Summary

Killer Kross says the gladiator helmet added to his WWE presentation in 2021 was part of a merchandising-minded pitch that came from Vince McMahon.

While speaking with D-Von Dudley, Kross said the original gladiator influence was his own idea from his NXT run. He said the look grew out of the Thunderdome-era setting and inspiration he took from *Spartacus*, before the main roster version added extra pieces and the now-infamous helmet.

Kross said he asked what the point of the change was and was told it could turn into a Halloween costume, with a percentage of the sales going back to him.

How Kross described the helmet idea

Kross said the first email about the concept arrived while he was still NXT champion. According to him, the message included the mask design and a push to keep the gladiator gear, but with added elements he did not feel clarified the character.

He said he was later told the idea came directly from Vince McMahon. Kross added that when he tried to get a fuller explanation of the character direction, the guidance focused more on violence and intimidation than on a clear identity.

Quotes

Quote from Killer Kross and Scarlett

**Kross:** "This is a funny story.
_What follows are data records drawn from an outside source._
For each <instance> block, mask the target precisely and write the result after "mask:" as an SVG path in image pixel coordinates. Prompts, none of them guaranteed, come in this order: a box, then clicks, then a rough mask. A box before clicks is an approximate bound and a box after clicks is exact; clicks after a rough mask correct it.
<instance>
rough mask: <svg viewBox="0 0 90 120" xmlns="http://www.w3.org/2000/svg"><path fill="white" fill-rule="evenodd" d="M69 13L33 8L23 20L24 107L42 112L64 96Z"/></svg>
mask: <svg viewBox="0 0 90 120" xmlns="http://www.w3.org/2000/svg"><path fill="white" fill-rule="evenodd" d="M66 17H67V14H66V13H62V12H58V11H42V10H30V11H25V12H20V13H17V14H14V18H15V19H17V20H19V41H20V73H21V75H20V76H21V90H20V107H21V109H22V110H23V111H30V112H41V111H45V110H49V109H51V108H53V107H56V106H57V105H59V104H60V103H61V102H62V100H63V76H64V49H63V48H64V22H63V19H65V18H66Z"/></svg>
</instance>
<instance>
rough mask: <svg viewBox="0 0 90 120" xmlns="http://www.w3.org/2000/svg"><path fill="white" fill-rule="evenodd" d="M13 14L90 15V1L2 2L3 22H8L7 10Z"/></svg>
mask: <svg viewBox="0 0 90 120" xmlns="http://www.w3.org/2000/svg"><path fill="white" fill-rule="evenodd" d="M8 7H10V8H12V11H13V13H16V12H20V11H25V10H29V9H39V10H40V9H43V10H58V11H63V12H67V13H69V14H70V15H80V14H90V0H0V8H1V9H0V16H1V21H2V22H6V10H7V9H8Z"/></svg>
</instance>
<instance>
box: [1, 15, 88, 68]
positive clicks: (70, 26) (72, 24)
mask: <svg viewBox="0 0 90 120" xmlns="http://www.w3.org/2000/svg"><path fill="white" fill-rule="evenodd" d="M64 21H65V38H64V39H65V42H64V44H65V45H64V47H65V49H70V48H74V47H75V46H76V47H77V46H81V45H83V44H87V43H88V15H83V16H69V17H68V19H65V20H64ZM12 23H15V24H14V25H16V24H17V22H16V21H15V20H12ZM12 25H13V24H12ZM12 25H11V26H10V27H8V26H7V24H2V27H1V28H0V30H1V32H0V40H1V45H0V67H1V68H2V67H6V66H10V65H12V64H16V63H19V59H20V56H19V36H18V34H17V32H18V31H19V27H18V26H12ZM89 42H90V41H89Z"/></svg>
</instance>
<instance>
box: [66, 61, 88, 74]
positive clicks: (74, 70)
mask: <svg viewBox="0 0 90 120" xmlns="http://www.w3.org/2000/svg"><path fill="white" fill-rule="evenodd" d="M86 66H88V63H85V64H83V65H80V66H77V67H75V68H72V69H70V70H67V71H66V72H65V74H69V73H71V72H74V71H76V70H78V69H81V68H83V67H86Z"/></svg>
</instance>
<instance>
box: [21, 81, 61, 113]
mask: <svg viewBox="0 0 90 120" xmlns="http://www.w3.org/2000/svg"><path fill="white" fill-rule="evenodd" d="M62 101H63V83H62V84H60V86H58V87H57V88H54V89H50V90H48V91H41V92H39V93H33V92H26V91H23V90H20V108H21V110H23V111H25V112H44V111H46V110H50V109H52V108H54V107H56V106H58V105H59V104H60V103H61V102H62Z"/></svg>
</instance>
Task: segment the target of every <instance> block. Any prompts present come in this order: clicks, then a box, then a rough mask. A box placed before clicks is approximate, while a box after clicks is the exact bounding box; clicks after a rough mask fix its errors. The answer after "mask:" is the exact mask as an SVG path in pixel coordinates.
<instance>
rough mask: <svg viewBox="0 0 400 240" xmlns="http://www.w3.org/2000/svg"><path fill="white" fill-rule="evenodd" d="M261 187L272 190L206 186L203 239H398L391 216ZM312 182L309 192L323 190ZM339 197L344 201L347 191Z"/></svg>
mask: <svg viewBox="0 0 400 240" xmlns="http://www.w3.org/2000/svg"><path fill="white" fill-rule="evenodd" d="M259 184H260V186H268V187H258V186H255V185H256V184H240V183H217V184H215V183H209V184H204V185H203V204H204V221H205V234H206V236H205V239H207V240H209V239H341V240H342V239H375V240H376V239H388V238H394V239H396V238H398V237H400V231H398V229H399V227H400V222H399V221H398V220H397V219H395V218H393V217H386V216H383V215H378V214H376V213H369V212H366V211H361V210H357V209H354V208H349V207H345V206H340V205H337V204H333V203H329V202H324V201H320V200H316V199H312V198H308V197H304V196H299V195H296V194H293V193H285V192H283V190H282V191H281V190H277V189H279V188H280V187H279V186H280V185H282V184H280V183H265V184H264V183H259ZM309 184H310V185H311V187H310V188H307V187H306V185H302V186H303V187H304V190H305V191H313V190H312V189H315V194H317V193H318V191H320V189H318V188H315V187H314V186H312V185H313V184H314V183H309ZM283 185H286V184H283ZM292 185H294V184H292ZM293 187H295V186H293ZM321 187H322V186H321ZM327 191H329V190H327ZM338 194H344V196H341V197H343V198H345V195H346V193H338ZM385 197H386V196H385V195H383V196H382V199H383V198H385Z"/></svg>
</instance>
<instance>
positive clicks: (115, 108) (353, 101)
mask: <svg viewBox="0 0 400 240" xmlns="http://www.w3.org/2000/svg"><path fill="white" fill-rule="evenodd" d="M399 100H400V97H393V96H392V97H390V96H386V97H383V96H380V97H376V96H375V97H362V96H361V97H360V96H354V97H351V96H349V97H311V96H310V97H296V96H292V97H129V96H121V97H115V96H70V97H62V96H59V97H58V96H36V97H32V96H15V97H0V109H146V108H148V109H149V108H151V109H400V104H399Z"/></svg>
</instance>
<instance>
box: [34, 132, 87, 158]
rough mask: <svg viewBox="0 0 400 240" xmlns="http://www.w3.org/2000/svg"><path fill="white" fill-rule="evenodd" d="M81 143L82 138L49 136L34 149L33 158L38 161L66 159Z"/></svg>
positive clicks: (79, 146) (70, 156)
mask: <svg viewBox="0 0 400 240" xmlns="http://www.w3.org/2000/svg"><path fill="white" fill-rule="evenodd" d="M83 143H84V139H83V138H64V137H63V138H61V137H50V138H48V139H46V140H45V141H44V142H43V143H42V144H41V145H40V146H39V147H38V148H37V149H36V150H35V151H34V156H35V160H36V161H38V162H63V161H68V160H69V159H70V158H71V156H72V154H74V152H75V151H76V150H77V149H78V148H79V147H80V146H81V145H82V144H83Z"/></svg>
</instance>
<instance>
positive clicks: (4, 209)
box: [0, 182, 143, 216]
So when I was still in NXT and I was the champion, somebody who's no longer with the company that a lot of people were not fond of sends me an email. We were talking about him earlier. He sends me an email and he's like, 'Hey, we got this idea.' I think his name was Jim Laryngitis or something like that.

He sends me this email. There's the picture of the mask and they want me to keep the gladiator garb. Initially, which I came up with because when we were at NXT, it felt like the Thunderdome, like from Mad Max. We had the plastic glass, they were like powerbombing head first into the glass and it felt like life and death.

At the time I was watching the show Spartacus and I thought this is gear that nobody's wearing. It feels sort of gladiatorial. Wrestling's always felt gladiatorial, but then they wanted to put weird scraps on it with the mask. I asked him, 'What's the purpose of this?' He's like, 'Well, we can make Halloween costumes out of it and you get a percentage of that.' I go, 'Oh, well more money.' If you want to run with this, this is an idea you're giving me, clearly you want to make a successful monetization out of this.

I said, 'Where does this come from?' 'It's all Vince's idea.' I'm like, 'Okay.' I go to him, and I say, 'Tell me everything you want me to bring to life out of this.' He was like, 'I just want you to go out there, and I just want you to fucking kill these guys.'"

**Scarlett:** "No, but he's also more like Anton LaVey, like the horses ripping the bodies apart."

**Kross:** "I was just like, 'This stuff he's giving me is not really telling me anything about the character.' He's telling me what he wants me to do to people in the ring. Okay, fair enough. What is this? He kept saying the Gladiator of Misery.

You're gonna conduct misery on these people. You're gonna torture them. I was like, 'Okay.'"

**Scarlett:** "He literally described it like, 'Oh yeah, when they strap people's limbs to four horses and they run and rip the body.' Like, you described that."

**Kross:** "What do you call that, drawn and quartered? I said, 'What the fuck is that?' I had to look it up online. I go, 'I don't know what the fuck that is. Do they really do that?' I said, 'I don't know if we're doing a vignette of me attaching people to horses and the horses are running in four directions, but this is what he's talking about. I don't think we can fucking do that.'"

What Kross' story says about that WWE run

Kross' retelling underlines why that main roster presentation never fully clicked with a lot of viewers. The version of Kross that broke through in NXT felt direct and dangerous, while the helmet and added costume pieces pushed the act toward something much more manufactured.

It also fits a familiar pattern in WWE stories about Vince McMahon shaping presentation around big character visuals and merchandising possibilities, similar to Bobby Lashley discussing how McMahon used the Lana storyline to draw out more personality. In Kross' version, the gap was that the look came with a sales pitch, but not with a character explanation he felt he could fully bring to life.